My brother and I started Nordic Smoke BBQ and it took us all the way from a tiny hiccup of a Palouse town in Eastern Washington to national television. We stood starstruck as a culinary banty rooster, famous for bleached hair and a love of gastronomic excess, ate our food and smiled for the camera. We made briskets and ribs at the cyclic rate, the two of us feeding thousands. Life was surreal. Everyone wanted us to cater their event, we turned away business because we just couldn’t keep up. We were essential. The strut intensified. I mean, I broke bread with the Mayor of Flavor Town for God’s sake.
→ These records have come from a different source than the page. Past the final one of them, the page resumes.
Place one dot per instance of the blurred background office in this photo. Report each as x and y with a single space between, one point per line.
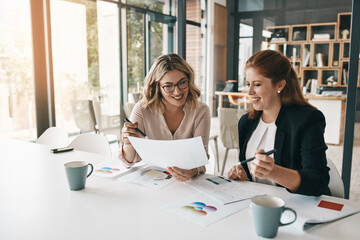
80 64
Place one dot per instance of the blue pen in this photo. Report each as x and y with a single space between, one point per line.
250 159
137 129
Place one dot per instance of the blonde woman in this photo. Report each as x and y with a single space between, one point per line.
170 110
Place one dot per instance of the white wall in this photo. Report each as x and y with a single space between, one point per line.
210 51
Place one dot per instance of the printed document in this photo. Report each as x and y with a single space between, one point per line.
185 153
203 210
223 190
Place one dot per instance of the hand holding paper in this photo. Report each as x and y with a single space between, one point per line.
184 153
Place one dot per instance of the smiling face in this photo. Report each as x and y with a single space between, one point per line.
178 97
263 93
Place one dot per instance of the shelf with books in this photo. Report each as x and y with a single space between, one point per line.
345 48
343 28
292 51
344 73
321 54
322 31
321 51
278 34
329 77
297 68
299 32
335 54
310 76
306 55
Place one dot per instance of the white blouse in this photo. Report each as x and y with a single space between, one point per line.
262 138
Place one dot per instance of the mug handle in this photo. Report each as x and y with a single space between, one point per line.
295 216
92 168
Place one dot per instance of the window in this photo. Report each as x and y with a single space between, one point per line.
17 101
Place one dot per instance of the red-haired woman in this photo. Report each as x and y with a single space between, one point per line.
281 118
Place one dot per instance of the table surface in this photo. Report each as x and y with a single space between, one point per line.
36 203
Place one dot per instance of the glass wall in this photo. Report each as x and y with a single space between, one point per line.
196 41
17 101
100 50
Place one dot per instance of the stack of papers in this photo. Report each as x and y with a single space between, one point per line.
184 153
221 189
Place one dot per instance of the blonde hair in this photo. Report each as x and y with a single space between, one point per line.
276 66
162 65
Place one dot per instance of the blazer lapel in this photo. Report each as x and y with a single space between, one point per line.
279 143
280 135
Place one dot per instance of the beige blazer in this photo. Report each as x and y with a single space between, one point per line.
195 123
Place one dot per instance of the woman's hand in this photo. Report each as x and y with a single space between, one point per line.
237 172
129 129
182 175
262 166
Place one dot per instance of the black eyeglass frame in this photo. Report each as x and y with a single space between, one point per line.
187 82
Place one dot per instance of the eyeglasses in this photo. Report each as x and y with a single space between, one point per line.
183 84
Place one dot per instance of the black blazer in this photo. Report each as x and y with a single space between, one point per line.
300 146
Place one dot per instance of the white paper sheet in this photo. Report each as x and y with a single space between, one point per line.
185 153
114 168
150 176
221 189
203 210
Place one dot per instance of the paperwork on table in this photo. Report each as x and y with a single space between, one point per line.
185 153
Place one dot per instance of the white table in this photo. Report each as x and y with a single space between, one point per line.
36 203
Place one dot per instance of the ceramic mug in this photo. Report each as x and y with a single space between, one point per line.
77 173
267 211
Business boomed. 

Then I started hearing words like pandemic and Covid-19. We kept working though, smoking briskets and feeding the masses; groups of 150-300 the norm. Then came the phrase social distancing, and our governor with the strong jaw and slight lisp told people to disband. Groups of more than 50 were deemed illegal, the number shrinking each day until we were told to get inside and lock the doors. Soon the phone calls cancelling jobs rose in the cacophony of pandemic. Our fully booked book began to unbook itself. Our business grew feverish and developed a cough, then self-quarantined. The smoker went cold, my brother and I hugged each other, against doctors’ orders, and went home, not knowing where the next paycheck would come from. That essential strut left my feet as I limped home.

Caterers were the first commercial casualty of the war on Covid. My job…my business… I…were deemed nonessential. Panic and fear were the first emotions. Then anger, some denial sprinkled in for good measure. It was the complete confection of the grieving process. But after my pity party ran its course, after the streamers were swept from the dance floor, and leftover chocolate cake thrown in the garbage, I started to see glints of silver shining through my depression.
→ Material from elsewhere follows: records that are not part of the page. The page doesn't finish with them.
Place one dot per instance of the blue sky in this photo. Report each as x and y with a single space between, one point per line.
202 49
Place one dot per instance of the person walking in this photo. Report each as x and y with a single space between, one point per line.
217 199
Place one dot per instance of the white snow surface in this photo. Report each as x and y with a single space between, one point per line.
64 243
We are all together. The kids are officially home from school. I wake every morning with my wife and we have coffee together. We are all healthy, my parents are safe, and there are plenty of books on the shelf that need reading. Once I crawled out of that cramped den of depression in my head I realized we had a roof over our head and there was still food in the pantry. We are fortunate. There is time now, more than we know what to do with.

Though I have been branded useless by the government, at home I have been promoted to English professor and physical education czar. I’m woefully unqualified for both positions, but that is the beauty of exile. We are all stuck with whatever we have lying around the house, in this case that happens to be me. My wife is in charge of mathematics and home economics. We cochair the animal husbandry program, as the goats and pig haven’t caught on to the fact that the world around them is crumbling.

I have been deemed nonessential as Covid-19 spreads its infectious tendrils through our nation. I have been ordered to stay home. I can follow orders; I’ve done that before. So, I’ve shrugged off the unessential and immersed myself in the only essential role that matters to me anymore: trying to be an okay dad and a decent husband. My hope is that this pandemic will strip away what is nonessential to us all; the hate, the division, the back biting. There is a chance my business will be taken off life support and rolled into hospice care during the waning months of Covid, but that’s okay. As I can clearly see now, it is nonessential. Life will go on. Good brisket is a luxury, a wonderful fatty luxury, but a luxury just the same. There are other businesses and other jobs out there to pay the bills if the worst happens. My family is healthy, we still laugh every day, and as of now we still have toilet paper in the pantry. Life is surprisingly okay during the pandemic when you focus on the essential. 

Kacy Tellessen served as a machine-gunner with Second Battalion, Third Marines from 2005 to 2009. He lives in Spangle, Wash., with his wife and two children.